Finding real solutions to $\sqrt{x}+\sqrt[3]{x^2-1}+\sqrt[4]{x^3+15}=x^2+2$

Question

I found that $x=1$ is a solution of $$\sqrt{x}+\sqrt[3]{x^2-1}+\sqrt[4]{x^3+15}=x^2+2.$$

How would one find other real solutions?

Answer 1

As Dr. Sonnhard Graubner commented, the problem is to find the second $x$ intercept of function $$f(x)=\sqrt{x}+\sqrt[3]{x^2-1}+\sqrt[4]{x^3+15}-x^2-2$$ Such a monster will not show any analytical solution and only numerical methods (such as Newton) will do the job.

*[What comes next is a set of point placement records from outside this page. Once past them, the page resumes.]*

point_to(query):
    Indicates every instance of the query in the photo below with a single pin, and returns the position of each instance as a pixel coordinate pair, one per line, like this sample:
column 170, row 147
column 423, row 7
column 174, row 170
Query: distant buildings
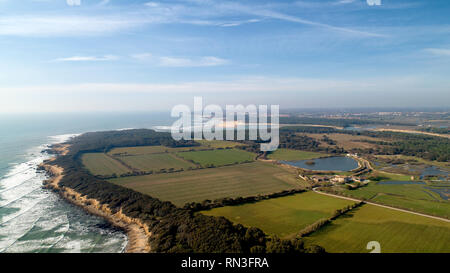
column 336, row 179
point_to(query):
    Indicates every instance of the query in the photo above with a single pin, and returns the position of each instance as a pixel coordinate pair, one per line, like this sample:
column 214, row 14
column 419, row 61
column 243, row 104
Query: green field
column 293, row 155
column 156, row 162
column 396, row 231
column 409, row 196
column 102, row 164
column 218, row 143
column 284, row 216
column 142, row 150
column 213, row 183
column 218, row 157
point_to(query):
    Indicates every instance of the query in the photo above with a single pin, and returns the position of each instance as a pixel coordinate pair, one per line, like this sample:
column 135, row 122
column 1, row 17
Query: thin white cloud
column 202, row 13
column 87, row 58
column 249, row 84
column 142, row 56
column 264, row 12
column 439, row 51
column 169, row 61
column 187, row 62
column 64, row 25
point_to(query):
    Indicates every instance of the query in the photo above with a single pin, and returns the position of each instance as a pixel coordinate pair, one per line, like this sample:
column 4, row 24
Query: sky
column 117, row 55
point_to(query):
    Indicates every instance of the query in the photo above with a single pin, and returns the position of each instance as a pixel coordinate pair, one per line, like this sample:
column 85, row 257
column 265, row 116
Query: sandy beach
column 137, row 232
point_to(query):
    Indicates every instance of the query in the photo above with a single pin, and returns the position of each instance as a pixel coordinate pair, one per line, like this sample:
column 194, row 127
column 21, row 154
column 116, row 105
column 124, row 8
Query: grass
column 444, row 165
column 142, row 150
column 284, row 216
column 385, row 176
column 218, row 143
column 213, row 183
column 396, row 231
column 413, row 197
column 217, row 157
column 156, row 162
column 293, row 155
column 102, row 164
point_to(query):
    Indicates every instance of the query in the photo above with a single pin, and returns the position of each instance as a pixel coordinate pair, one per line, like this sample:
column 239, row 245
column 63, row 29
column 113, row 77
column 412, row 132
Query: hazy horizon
column 145, row 55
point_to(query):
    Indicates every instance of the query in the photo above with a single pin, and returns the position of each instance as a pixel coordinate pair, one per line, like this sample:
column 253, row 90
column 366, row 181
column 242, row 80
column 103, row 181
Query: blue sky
column 98, row 55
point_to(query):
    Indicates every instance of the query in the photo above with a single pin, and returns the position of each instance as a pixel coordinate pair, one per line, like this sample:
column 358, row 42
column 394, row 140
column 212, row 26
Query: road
column 411, row 132
column 383, row 206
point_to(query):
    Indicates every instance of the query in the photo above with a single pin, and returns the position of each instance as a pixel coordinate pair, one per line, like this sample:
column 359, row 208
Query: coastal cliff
column 137, row 232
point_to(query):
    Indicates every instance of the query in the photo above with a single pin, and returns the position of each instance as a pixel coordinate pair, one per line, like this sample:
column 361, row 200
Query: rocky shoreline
column 138, row 233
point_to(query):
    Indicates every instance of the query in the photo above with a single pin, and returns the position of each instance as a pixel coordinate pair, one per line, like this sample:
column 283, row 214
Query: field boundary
column 383, row 206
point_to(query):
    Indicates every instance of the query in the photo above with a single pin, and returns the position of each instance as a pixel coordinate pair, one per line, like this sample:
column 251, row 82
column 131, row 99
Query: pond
column 336, row 163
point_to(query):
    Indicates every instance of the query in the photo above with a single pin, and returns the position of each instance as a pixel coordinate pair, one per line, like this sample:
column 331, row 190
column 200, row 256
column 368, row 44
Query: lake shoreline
column 137, row 232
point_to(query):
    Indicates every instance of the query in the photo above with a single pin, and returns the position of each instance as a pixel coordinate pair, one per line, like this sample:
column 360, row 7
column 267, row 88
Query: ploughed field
column 293, row 155
column 102, row 164
column 396, row 231
column 218, row 169
column 241, row 180
column 283, row 216
column 415, row 196
column 125, row 160
column 217, row 157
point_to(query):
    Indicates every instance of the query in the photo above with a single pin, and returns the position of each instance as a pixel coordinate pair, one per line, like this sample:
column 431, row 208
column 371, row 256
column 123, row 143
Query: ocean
column 33, row 219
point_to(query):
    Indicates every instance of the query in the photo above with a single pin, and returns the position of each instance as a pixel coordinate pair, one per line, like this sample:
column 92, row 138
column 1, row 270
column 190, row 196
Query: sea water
column 33, row 219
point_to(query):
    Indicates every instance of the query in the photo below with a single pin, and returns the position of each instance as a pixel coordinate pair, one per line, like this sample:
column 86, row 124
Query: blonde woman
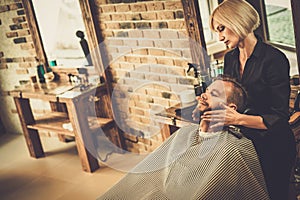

I suppose that, from a plot of the function, you noticed that the root is close to $x_0=1.5$. So, using this value as a starting point and applying Newton method, the iterates would be $$x_1=1.579472329$$ $$x_2=1.574652774$$ $$x_3=1.574635699$$ which is the solution for ten significant figures.

Answer 2

To find a polynomial with that root:
You have $A+B+C=x^2+2$. Consider $(x^2+2)^2=(A+B+C)^2= x+B^2+C^2+2AB+2AC+2BC$.
Take the first 25 powers of $x^2+2$, from $1=(x^2+2)^0$ to $(x^2+2)^{24}$. They will all be linear combinations of $A,B,C,B^2,C^2,C^3,AB,AB^2,AC,ABC,AB^2C,...$ with coefficients that are polynomials in $x$. But that is a 24-dimensional space, so there is a linear relation between the 25 formulas. This linear relation is a polynomial in $x$.